His citations, in chronological order, include:
- March 18, 2008—Possession of marijuana;
- Nov. 21, 2008—Speeding, limitations on passing on the left;
- Sept. 24, 2009—Following too closely, driving under suspension (amended to improper parking);
- May 3, 2011—Shoplifting;
- Dec. 13, 2011—No seat belt;
- May 31, 2012—Speeding;
- Nov, 27, 2012—Careless operation, driving left of center, operating a vehicle while intoxicated with controlled dangerous substance;
- June 2, 2015—Improper overtaking and passing a stopped school bus;
- Oct. 27, 2015—Possession of drug paraphernalia, possession of marijuana or synthetic contraband;
- Nov. 17, 2015—Careless operation of a motor vehicle, driving while intoxicated—controlled substance, second offense; operating a vehicle while under the influence of alcoholic beverages, second offense;
- June 11, 2016—Possession of marijuana, possession of a schedule 3 drug, improper passing, no insurance (all charges dismissed after proof of insurance mailed in showing the insured to be not Bowlin, but his grandfather, Marvin Henderson—insurance coverage that was issued June 10, the day before Bowlin’s arrest and which did not list Bowlin as covered as a driver);
- June 23, 2016—Speeding;
- Sept. 21, 2016—Possession of drug paraphernalia.
In at least three cases, Bowlin failed to appear for arraignment and bench warrants were issued for him.
Some with less pull might find himself subject to Louisiana’s three strike law that imposes harsher penalties to multiple offenders.
Bowlin also picked up a DWI in Mississippi several years ago.
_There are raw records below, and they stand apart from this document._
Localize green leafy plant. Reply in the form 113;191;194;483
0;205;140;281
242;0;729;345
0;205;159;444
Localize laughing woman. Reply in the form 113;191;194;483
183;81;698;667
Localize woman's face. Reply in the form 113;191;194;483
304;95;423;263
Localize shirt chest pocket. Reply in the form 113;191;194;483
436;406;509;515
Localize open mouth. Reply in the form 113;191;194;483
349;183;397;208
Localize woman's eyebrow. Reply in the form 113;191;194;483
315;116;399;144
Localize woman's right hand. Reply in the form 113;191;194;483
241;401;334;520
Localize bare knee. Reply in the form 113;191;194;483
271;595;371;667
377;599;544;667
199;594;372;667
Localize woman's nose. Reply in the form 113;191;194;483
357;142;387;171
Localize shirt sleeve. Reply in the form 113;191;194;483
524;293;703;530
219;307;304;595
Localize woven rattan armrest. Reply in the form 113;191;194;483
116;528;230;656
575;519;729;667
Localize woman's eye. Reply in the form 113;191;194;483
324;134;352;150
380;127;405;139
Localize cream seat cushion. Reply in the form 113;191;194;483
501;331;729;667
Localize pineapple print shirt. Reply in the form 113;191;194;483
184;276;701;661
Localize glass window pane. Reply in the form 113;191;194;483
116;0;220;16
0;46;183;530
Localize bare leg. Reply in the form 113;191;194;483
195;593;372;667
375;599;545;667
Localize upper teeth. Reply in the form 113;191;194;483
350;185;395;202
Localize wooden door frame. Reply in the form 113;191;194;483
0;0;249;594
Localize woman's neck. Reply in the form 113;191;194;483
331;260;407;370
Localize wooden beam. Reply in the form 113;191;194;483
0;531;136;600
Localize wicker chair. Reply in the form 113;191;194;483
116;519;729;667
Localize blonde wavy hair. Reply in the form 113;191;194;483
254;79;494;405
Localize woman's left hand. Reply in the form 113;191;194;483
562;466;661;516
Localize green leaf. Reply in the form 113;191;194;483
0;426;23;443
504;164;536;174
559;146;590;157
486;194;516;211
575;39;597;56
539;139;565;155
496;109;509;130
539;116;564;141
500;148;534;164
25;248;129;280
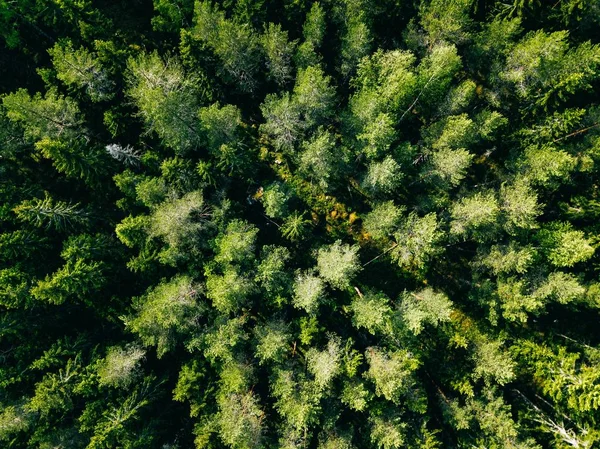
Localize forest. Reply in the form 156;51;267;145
0;0;600;449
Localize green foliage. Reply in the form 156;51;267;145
538;223;594;267
363;201;404;240
450;192;500;241
365;347;419;404
48;41;115;101
350;291;392;335
127;52;201;154
292;273;325;313
194;1;260;92
0;0;600;449
2;89;83;141
390;212;443;269
400;288;452;335
97;345;145;388
31;259;106;304
317;240;361;289
124;276;202;357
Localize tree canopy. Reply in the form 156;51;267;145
0;0;600;449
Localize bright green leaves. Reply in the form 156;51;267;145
390;212;443;270
365;347;420;404
480;242;537;275
296;2;326;68
255;321;291;364
206;220;258;314
125;276;202;357
14;194;89;232
517;145;577;188
400;288;452;335
298;131;342;191
317;240;361;289
127;53;201;154
261;23;295;86
450;191;500;241
362;156;403;195
206;266;255;314
538;223;594;267
306;337;341;388
292;273;325;313
2;89;83;141
148;191;211;265
31;259;106;304
97;345;145;388
260;66;335;152
350;291;392;335
501;30;600;107
193;1;261;92
421;0;473;44
2;89;108;184
500;178;542;235
217;391;264;449
363;201;404;240
48;41;115;102
215;220;258;263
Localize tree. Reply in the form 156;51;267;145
296;2;327;68
48;41;115;101
127;52;201;154
31;258;106;305
500;30;600;107
148;191;211;264
214;220;258;264
317;240;361;289
450;192;500;241
537;223;594;267
13;193;89;231
124;276;202;357
306;336;341;388
365;347;420;404
363;201;404;240
500;178;542;235
261;23;295;86
400;288;452;335
218;392;264;449
390;212;443;270
2;89;83;142
299;131;341;190
350;291;392;335
362;156;403;195
255;321;291;363
420;0;473;45
292;273;325;313
194;1;261;92
97;345;146;388
206;267;255;314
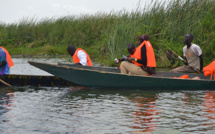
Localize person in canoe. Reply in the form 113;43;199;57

In that case, he completed a 90-day pre-trial intervention (PTI) program for first offenders, court records from that state indicate.
He later completed another PTI and charges were dropped. PTI programs are intended only for first offenders.
But it is his arrest in St. Landry back in June and the November 17, 2015, DWI arrest that raise eyebrows.
In the St. Landry case, papers submitted to the court by District Attorney Earl Taylor’s office certified that he had completed yet another PTI program in an astonishing nine days (PTIs normally require several weeks to complete, in some cases, months) and charges were dismissed. (Perhaps he was enrolled in the accelerated class, given his experience in the program.)
But it is that Nov. 17, 2015, that warrants special attention.
That’s because in Livingston Parish, where this arrest occurred, DWI cases are always held on Wednesdays. Always, except for Bowlin’s case, that is.
You see, Mothers Against Drunk Driving (MADD) monitors DWI cases and always shows up to track DWI trials.
But Bowlin was flying under MADD’s radar.
That’s because the case has been scheduled for next Monday, December 5, LouisianaVoice has learned, and MADD is mad.
There was no explanation of why Bowlin’s case was moved from Wednesday to Monday.
Perrilloux has already dropped charges against Bowlin in two other cases, the ones on June 2, 2015, and October 27, 2015. He probably planned to do the same next Monday but with MADD sitting in the courtroom, perhaps he should reconsider.
But now that MADD has been alerted, they will be there, the best (or worst) intentions of District Attorney Scott Perrilloux notwithstanding.